Improving Stroke Treatment Using Magnetic Nanoparticle Sensors to Monitor Brain Thrombus Extraction
- PMID: 39943310
- PMCID: PMC11820568
- DOI: 10.3390/s25030672
Improving Stroke Treatment Using Magnetic Nanoparticle Sensors to Monitor Brain Thrombus Extraction
Abstract
(1) Background: Mechanical thrombectomy (MT) successfully treats ischemic strokes by extracting the thrombus, or clot, using a stent retriever to pull it through the blood vessel. However, clot slippage and/or fragmentation can occur. Real-time feedback to a clinician about attachment between the stent and clot could enable more complete removal. We propose a system whereby antibody-targeted magnetic nanoparticles (NPs) are injected via a microcatheter to coat the clot, oscillating magnetic fields excite the particles, and a small coil attached to the catheter picks up a signal that determines the proximity of the clot to the stent. (2) Methods: We used existing simulation code to model the signal from NPs distributed on a hemispherical clot with three orthogonally applied magnetic fields.
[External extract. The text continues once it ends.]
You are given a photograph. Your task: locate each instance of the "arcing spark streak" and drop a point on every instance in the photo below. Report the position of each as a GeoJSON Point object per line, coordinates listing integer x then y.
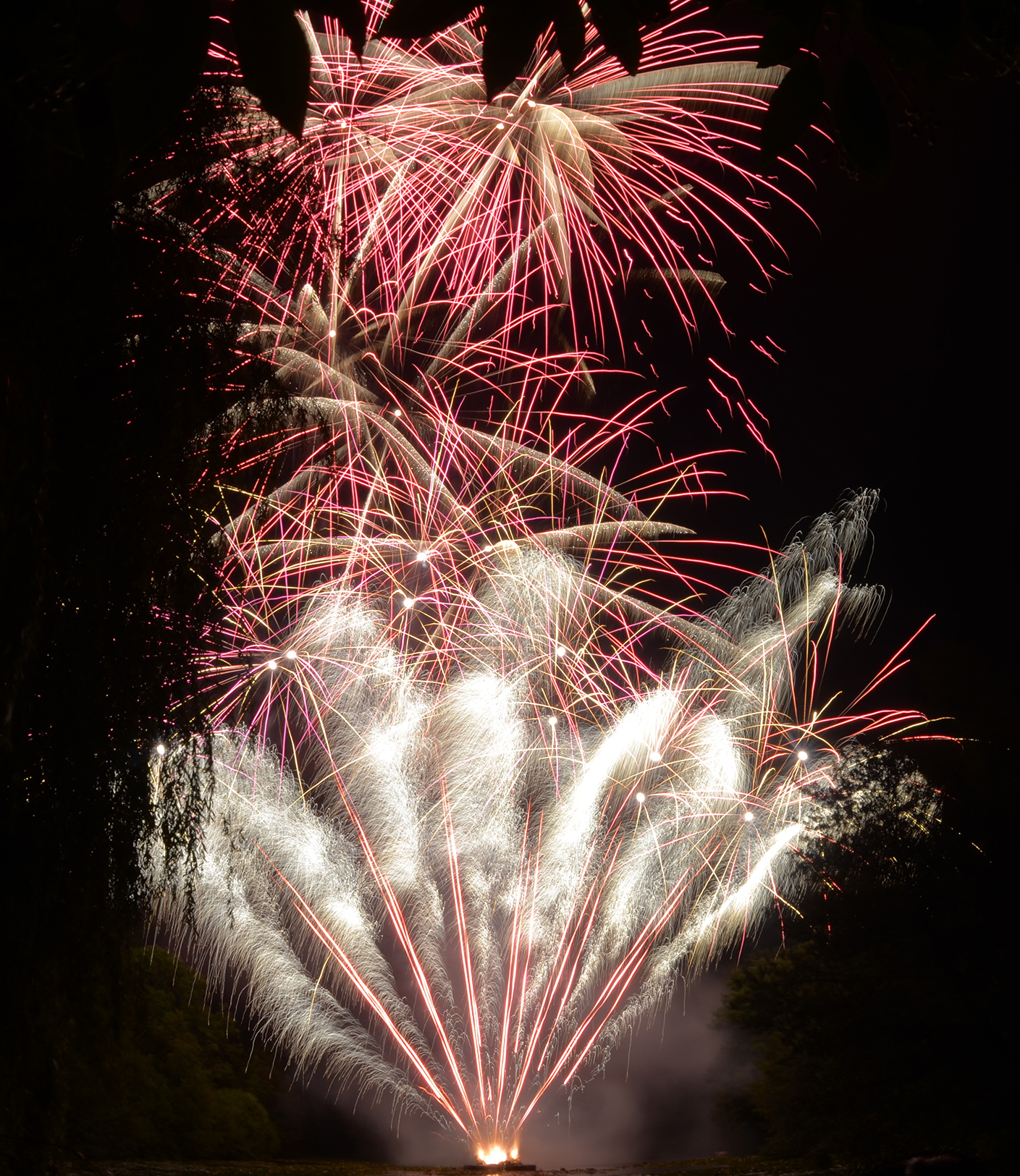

An in vitro apparatus was built that applied fields and read out signals from a 1.5 mm pickup coil at a variable distance and orientation angle from a sample of 100 nm iron oxide core/shell NPs. (3) Results: Our simulations suggest that the sum of the voltages induced in the pickup coil from three orthogonal applied fields could localize a clot to within 180 µm, regardless of the exact orientation of the pickup coil, with further precision added via rotation-correction formulae. Our experimental system validated simulations; we estimated an in vitro distance recovery precision of 41 µm with a pickup coil 1 mm from the clot. (4) Conclusions: Magnetic NP sensing could be a safe and real-time method to estimate whether a clot is attached to the stent retriever during MT.
Keywords: clot; magnetic dipole field; magnetic nanoparticles; mechanical thrombectomy; simulations; stroke; thrombus.
Conflict of interest statement
LCD Nanotech is held by J.W. DJ and SG employed by LCD Nanotech. The remaining authors declare that the research was conducted in the absence of any commercial or financial relationships that could be construed as a potential conflict of interest.